Sur les demandes accessoires
Monsieur [J] [R] et Madame [B] [R], parties perdantes, supporteront la charge des dépens en application de l’article 696 du code de procédure civile, qui comprendront notamment le coût du commandement de payer.
Il n’apparaît pas inéquitable, au regard de la situation réciproque de chacune des parties, de laisser à la charge de SA UNICIL D’HLM les sommes exposées par elle dans la présente instance.

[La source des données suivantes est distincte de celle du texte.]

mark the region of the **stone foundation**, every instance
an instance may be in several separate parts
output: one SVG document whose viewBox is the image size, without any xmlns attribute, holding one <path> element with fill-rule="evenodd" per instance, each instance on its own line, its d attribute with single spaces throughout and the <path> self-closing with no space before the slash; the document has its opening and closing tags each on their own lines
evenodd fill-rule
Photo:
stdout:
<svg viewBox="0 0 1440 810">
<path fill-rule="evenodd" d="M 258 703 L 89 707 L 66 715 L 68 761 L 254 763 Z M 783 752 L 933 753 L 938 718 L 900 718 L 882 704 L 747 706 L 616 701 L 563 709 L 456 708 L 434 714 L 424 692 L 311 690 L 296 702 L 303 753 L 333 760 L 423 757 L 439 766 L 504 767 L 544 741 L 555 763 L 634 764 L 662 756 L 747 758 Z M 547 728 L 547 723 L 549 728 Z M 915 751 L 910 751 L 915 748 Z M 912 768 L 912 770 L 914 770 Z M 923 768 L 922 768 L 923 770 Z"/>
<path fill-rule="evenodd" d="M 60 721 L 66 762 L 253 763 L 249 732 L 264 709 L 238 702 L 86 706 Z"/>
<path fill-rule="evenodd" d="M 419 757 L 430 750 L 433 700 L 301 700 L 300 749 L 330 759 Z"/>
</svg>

La présente décision est exécutoire à titre provisoire, conformément à l’article 514 du code de procédure civile.
PAR CES MOTIFS
Le juge des contentieux de la protection statuant en référé, par ordonnance contradictoire rendue en premier ressort et mise à disposition au greffe,
Au principal, RENVOIE les parties à se pourvoir ainsi qu’elles aviseront mais, dès à présent,
REJETTE la demande d’irrecevabilité de Monsieur [J] [R] et Madame [B] [R] ;
DECLARE la demande de constatation de l’acquisition de la clause résolutoire recevable ;
CONSTATE que les conditions d’acquisition de la clause résolutoire figurant au bail conclu le 5 décembre 2011 entre la SA [Adresse 6] et Monsieur [J] [R] et Madame [B] [R] concernant le logement, situé [Adresse 5] sont réunies à la date du 13 février 2024 ;
ORDONNE en conséquence à Monsieur [J] [R] et Madame [B] [R] de libérer les lieux et de restituer les clés dans le délai de quinze jours à compter de la signification de la présente ordonnance ;
DIT qu’à défaut pour Monsieur [J] [R] et Madame [B] [R] d’avoir volontairement libéré les lieux et restitué les clés dans ce délai, la SA UNICIL D’HLM pourra, deux mois après la signification d’un commandement de quitter les lieux, faire procéder à leur expulsion ainsi qu’à celle de tous occupants de leur chef, conformément à l’article L.412-1 du code des procédures civiles d’exécution, y compris le cas échéant avec le concours d’un serrurier et de la force publique ;
RAPPELLE que le sort du mobilier garnissant le logement est prévu par les articles L.433-1 et suivants du code des procédures civiles d’exécution ;
REJETTE la demande de suppression des délais pour quitter les lieux de SA [Adresse 6] ;
CONDAMNE solidairement Monsieur [J] [R] et Madame [B] [R] à verser à la SA UNICIL D’HLM, à titre provisionnel, la somme de 9096,42 euros décompte arrêté au 31 octobre 2024 incluant la mensualité d’ocotbre, correspondant à l’arriéré de loyers, charges et indemnités d’occupation, avec les intérêts au taux légal sur la somme de 2 133,40 euros à compter du 13 décembre 2023 et à compter du prononcé de la décision pour le surplus ;
CONDAMNE solidairement Monsieur [J] [R] et Madame [B] [R] au paiement, à titre provisionnel, d’une indemnité mensuelle d’occupation d’un montant correspondant au loyer actuel avec charges, qui sera indexée annuellement selon le même indice de référence servant de base à la révision annuelle du loyer, soit 949,29 euros à ce jour, à compter de novembre 2024 et jusqu’à la date de la libération effective et définitive des lieux ;
REJETTE le surplus des demandes ;
CONDAMNE solidairement Monsieur [J] [R] et Madame [B] [R] aux dépens, qui comprendront notamment le coût du commandement de payer ;
REJETTE la demande de la SA [Adresse 6] au titre de l’article 700 du Code de procédure civile ;
DIT que la présente décision sera notifiée par le greffe au représentant de l’Etat dans le département en application de l’article R.412-2 du code des procédures civiles d’exécution ;
RAPPELLE que la présente ordonnance est exécutoire de plein droit à titre provisoire.
Ainsi jugé et prononcé par ordonnance signée les jour, mois et an susdits par le président et le greffier susnommés et mise à disposition au greffe.